Continuous Reflection

A Modern Log Table

After re-reading the first chapter of Eli Maor’s e: The Story of a Number, I ended up spending a couple of days creating a GeoGebra applet which I’ve called Napier’s Gift. Given that it’s July, I didn’t have a class to try it out on, so I convinced my daughter (who will be going into 8th grade in the fall) to alpha-test it for me. She’s not usually interested in my math obsessions, so I was very grateful to her for agreeing to serve as a guinea pig. The current version is definitely better for her input. She’s had beginning algebra and had worked with division of numbers written with like bases already, but had never seen logs.
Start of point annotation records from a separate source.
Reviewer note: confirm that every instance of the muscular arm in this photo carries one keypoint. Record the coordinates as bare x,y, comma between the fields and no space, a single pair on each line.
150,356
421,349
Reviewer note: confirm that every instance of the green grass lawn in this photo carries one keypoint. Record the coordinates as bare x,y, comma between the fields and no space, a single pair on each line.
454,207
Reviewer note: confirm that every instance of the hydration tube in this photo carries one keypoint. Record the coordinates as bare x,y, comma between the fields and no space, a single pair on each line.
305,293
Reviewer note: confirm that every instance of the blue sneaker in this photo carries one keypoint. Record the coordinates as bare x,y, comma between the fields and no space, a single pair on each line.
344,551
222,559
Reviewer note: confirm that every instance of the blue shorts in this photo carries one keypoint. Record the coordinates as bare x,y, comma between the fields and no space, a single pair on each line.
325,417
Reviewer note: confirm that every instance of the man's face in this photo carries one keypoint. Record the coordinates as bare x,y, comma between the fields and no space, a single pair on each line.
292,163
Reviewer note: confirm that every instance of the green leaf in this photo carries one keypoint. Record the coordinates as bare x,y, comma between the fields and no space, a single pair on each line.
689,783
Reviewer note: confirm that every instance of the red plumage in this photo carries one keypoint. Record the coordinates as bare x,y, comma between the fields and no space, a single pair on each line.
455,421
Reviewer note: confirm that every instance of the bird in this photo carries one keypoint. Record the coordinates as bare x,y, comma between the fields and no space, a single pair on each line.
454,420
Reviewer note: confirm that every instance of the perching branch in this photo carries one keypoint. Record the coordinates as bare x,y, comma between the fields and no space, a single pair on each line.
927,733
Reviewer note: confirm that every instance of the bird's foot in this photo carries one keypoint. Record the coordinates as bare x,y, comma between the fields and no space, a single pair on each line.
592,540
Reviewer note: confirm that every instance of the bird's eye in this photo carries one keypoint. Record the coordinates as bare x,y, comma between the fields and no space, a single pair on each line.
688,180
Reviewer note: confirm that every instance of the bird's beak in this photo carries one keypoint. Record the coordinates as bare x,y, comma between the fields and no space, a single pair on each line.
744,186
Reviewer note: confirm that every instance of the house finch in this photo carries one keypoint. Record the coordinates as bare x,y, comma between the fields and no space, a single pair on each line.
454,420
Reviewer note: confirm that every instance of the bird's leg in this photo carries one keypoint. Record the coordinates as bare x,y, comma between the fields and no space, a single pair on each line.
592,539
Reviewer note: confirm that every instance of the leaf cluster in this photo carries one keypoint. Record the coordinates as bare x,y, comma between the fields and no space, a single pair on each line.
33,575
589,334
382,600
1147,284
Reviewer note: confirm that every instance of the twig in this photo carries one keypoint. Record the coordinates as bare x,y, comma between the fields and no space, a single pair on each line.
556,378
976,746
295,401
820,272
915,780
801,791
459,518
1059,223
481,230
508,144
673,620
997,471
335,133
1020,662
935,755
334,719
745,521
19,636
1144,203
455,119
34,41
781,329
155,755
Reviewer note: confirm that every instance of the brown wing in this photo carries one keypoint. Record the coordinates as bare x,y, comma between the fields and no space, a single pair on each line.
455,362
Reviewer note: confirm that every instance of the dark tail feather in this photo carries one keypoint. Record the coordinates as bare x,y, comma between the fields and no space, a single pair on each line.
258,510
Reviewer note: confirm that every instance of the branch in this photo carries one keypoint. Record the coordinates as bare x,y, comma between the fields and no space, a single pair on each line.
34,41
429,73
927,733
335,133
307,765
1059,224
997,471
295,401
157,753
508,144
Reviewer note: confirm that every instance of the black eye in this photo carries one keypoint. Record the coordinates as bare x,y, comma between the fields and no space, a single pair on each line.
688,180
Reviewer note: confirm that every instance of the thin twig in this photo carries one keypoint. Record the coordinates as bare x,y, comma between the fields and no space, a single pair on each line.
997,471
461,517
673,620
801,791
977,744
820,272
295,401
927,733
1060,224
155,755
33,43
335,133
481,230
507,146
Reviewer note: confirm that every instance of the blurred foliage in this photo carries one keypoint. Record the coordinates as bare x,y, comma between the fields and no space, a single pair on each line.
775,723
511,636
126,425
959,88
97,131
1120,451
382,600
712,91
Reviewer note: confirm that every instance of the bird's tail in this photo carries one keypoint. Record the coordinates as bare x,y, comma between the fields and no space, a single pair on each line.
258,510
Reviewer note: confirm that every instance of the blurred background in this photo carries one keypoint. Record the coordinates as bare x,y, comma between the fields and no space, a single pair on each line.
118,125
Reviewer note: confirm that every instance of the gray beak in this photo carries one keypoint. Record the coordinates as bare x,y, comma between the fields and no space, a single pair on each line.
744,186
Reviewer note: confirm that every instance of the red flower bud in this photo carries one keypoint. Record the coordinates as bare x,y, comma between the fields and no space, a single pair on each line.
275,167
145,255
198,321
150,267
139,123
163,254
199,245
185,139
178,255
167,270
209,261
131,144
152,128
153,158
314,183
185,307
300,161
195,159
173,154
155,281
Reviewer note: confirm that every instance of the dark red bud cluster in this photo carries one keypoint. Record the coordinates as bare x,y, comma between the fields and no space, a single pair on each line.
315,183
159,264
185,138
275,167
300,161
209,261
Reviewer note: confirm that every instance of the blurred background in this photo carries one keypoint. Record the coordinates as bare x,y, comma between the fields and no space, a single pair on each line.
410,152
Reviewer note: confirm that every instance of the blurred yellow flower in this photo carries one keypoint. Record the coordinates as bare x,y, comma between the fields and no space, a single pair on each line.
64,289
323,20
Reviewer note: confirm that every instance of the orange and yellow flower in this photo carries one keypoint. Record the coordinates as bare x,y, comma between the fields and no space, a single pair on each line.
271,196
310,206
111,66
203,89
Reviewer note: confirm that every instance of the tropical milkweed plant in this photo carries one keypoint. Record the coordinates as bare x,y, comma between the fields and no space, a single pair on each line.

She didn’t read the Napier quote that appears at the top of the applet before beginning, but when I asked her at the end to read it and summarize what she thought it meant, she said “There’s a hard way and a shortcut. The hard way is to divide the actual numbers . . . and the shortcut is to subtract the exponents.” Yes. She got it. After she’d finished the applet, I pointed to one of the ordered pairs on a graph in the applet and said that in higher math the coordinate that’s the exponent is called the logarithm of the other number. She asked, “Couldn’t that number have other logarithms depending on its base?” Yes. She got it. I mentioned that logarithms tend to be difficult for high school students when they first see them. She asked which students and I said, “Almost all of them.” She replied, “Really? I feel like I could have figured it out because the logarithms and the exponents are like opposites.” Yes. She got it.

(If you experience any problems with the link to the applet above, you can try viewing it on GeoGebraTube instead.)